Neither a global pandemic nor a supply chain crunch can stop Apple, based on the company’s Q1 2022 earnings report. Released today, the report showed Apple smashing many of its sales records once again, with $123.9 billion in overall revenue and $34.6 billion in profit.
A lot of that money was driven by the iPhone 13, as this was the first full quarter since that product line’s launch. When we reviewed the iPhone 13 lineup, we wrote that it doesn’t exactly reinvent the wheel with flashy new features, but it does give the people what they say they want: better cameras and more battery life.
Cameras and battery life seemed to resonate with buyers. iPhone revenue for the quarter was $71.63 billion, up 9 percent year-over-year. Also, Apple achieved a new record for smartphone market share in the critical China market: 23 percent. That made the company the top-selling smartphone brand in the country for the first time in years.
Apple’s services businesses (like Apple Music, Apple TV+, and iCloud) have been a major focus of expansion in recent years, and that expansion continues to pay off. Services revenue was up 24 percent to $19.52 billion during Q1. Apple reports that it has 785 million paying subscribers in total across all the services it offers. That’s 165 million more than last year.

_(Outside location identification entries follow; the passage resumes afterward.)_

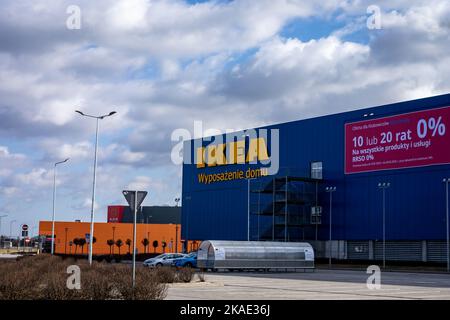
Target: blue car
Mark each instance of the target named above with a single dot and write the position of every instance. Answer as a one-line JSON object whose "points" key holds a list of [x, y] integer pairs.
{"points": [[189, 261]]}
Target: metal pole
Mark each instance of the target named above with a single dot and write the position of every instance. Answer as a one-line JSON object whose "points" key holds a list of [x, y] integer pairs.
{"points": [[331, 217], [285, 213], [134, 239], [176, 237], [273, 213], [1, 227], [10, 229], [53, 215], [384, 228], [91, 237], [248, 210], [448, 240], [259, 206]]}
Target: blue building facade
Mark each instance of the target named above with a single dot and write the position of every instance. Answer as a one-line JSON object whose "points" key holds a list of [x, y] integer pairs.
{"points": [[220, 202]]}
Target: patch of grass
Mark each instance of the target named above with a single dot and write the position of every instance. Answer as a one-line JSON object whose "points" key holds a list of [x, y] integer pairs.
{"points": [[45, 277]]}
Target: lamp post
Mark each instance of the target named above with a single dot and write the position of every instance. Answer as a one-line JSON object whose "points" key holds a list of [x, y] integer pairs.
{"points": [[3, 216], [187, 199], [330, 190], [383, 186], [446, 181], [54, 201], [10, 228], [91, 236]]}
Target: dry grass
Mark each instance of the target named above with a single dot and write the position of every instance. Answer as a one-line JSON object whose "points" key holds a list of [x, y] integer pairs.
{"points": [[45, 277]]}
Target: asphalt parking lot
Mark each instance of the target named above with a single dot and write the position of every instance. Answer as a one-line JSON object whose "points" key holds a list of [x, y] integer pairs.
{"points": [[321, 284]]}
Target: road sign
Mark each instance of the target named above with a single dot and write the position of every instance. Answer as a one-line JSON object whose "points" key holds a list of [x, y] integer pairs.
{"points": [[130, 195]]}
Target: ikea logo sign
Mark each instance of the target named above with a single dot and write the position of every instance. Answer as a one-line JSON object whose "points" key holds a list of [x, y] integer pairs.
{"points": [[253, 146], [233, 153]]}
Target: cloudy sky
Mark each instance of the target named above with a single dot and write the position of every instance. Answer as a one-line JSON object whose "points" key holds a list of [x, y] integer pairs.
{"points": [[163, 64]]}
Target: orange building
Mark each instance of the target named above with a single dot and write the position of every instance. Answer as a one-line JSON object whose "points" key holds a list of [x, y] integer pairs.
{"points": [[66, 232]]}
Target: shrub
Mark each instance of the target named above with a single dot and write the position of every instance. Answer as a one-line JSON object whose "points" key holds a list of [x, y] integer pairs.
{"points": [[45, 277], [185, 275]]}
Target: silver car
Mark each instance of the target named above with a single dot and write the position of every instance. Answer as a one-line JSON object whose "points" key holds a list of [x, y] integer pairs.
{"points": [[164, 259]]}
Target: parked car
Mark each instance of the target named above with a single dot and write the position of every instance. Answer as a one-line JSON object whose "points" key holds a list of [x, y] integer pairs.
{"points": [[164, 259], [188, 261]]}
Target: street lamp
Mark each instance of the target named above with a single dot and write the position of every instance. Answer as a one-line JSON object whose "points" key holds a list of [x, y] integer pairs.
{"points": [[330, 190], [54, 201], [10, 228], [383, 186], [3, 216], [91, 236], [446, 181]]}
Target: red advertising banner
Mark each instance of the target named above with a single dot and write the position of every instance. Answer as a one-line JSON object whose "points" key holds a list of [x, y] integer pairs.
{"points": [[407, 140]]}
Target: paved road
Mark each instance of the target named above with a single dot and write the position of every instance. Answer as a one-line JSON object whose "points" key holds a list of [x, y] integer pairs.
{"points": [[321, 284]]}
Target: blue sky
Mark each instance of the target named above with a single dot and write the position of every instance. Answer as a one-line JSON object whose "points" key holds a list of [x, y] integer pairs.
{"points": [[164, 64]]}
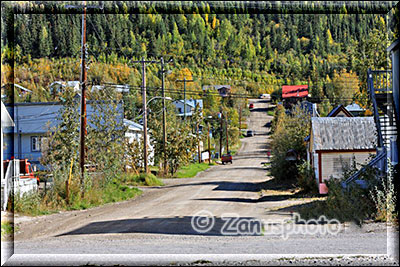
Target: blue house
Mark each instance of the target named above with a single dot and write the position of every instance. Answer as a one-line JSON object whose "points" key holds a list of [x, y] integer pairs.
{"points": [[190, 106], [32, 122]]}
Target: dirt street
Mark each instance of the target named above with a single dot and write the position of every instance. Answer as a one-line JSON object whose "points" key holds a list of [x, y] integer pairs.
{"points": [[160, 220]]}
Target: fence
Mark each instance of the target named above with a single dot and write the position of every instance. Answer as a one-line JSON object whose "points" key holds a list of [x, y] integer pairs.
{"points": [[13, 182]]}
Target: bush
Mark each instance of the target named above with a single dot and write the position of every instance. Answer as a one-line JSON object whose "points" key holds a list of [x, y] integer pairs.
{"points": [[352, 203], [384, 197], [141, 179], [306, 178], [289, 132]]}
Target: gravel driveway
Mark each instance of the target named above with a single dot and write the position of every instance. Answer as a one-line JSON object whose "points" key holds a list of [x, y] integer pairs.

Mac revenue grew 25 percent since last year to $10.85 billion. That growth is thanks mainly to consumer interest in the M1-driven models that offer notably better performance and power efficiency than previous Macs with Intel processors. On the other hand, the iPad slipped 14 percent compared to the same quarter last year.
The company’s catch-all category that includes other products like wearables and accessories grew to $14.7 billion, mostly on Apple Watch and AirPods sales.
All of these gains came despite an ongoing pandemic and, perhaps more critically in this instance, major supply issues. Supply chain constraints have led to exceptionally long wait times to receive a new MacBook Pro, for example. But Apple wasn’t as adversely affected by these problems as many other companies, in part because it was able to leverage its size and success to ensure that suppliers prioritized the components needed for its products.
Still, Apple estimates that it lost out on $6 billion in sales because of supply constraints. Speaking to The Wall Street Journal, Apple CEO Tim Cook said that Apple expects supply to be less of an issue in the next quarter.
Apple still isn’t providing guidance to investors as to how it expects the next quarter to go, in contrast to Wall Street norms. The company stopped doing that in spring 2020, citing various pandemic-related uncertainties, and hasn’t said anything yet about when it might return to that practice.
As Apple continues to ship more and more iPhones, Macs, and wearables, its chief concern in the immediate future will be regulation. From right-to-repair to app store fairness movements, Apple is facing a great deal of criticism and government scrutiny, like many other big tech companies.
The company largely emerged victorious over Epic Games in a highly publicized legal battle over the future of the App Store. That wasn’t the only threat, however, and even that victory is not yet final as appeals move through the courts.
But barring a hypothetical court defeat or new regulations, it’s mostly business as usual at Apple despite the pandemic and supply chain woes—and business remains good.